NBA 4th Quarter Analysis: Project Overview
- Compares the first three quarters with the last quarter --> less points in the 4th quarter are a result of slower pace (less possessions), not because of more defensive intensity
- Scraped the games and box score stats of the 2019/2020 season (until the hiatus at the 11th March 2020, because of Covid-19)
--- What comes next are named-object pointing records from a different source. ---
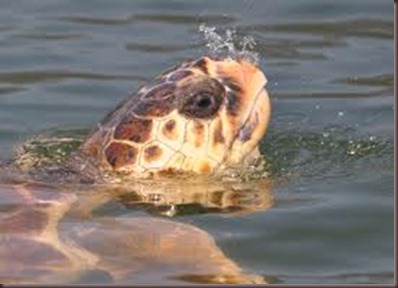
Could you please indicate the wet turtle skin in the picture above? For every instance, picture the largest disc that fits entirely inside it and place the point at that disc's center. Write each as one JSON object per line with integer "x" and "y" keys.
{"x": 203, "y": 116}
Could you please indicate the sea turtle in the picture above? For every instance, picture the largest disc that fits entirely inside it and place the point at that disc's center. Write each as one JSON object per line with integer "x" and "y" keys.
{"x": 201, "y": 117}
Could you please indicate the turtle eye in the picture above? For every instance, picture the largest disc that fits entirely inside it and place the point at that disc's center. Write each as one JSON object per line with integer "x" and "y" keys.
{"x": 201, "y": 105}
- Engineered advanced stats from the traditional stats
- Visualized different stats and trends in specific game situations
- Made a 2-sample t-test to prove my observations
- KMeans clustering --> the top teams can elevate their game in the 4th quarter
Code and Resources Used
- Python Version: 3.7
- Packages: pandas, numpy, sklearn, matplotlib, seaborn, selenium, sciPy
- Data: https://stats.nba.com/
- structure and formatting of the project: https://github.com/PlayingNumbers/ds_salary_proj/blob/master/README.md
Web Scraping
scraped 4 tables (1st quarter, 2nd quarter, 3rd quarter, 4th quarter), each contain:
- traditional stats, e.g. Points, +/-, Assists, Rebounds, Shooting Percentages...
- Game Date
- Matchup
Data Cleaning
For the comparison I created new variables:
- Opponent out of Match up
- Court (1 = home team and 0 = away team) out of Match up
- Removed season column
- Opponent stats out of the row witch the right match up
- Possessions out of FG, FGM, FTA, TOV ...
- Pace out of possessions
- Margin of victory/loss out of +/-
EDA
I looked at the distributions of the data and combined diffrent statistics. Below are a few highlights from the pivot tables.
2-sample t-test
I tested statistics from the first three quarters, if they´re significant different from the 4th quarter:
- Reject H0 at the 95% confidence interval for Pace, AST, 3P%,'PTS','FT%
- Can´t reject H0 for DEFRTG and OFFRTG at the 95% confidence interval
KMeans Clustering (n_clusters=4)
I wanted to know the individual team performance, if some teams step up in the 4th quarter:
- The actual top 3 in the standings (Bucks, Lakers, Clippers) grouped in the same cluster + the contenders in the west (Thunder, Mavericks)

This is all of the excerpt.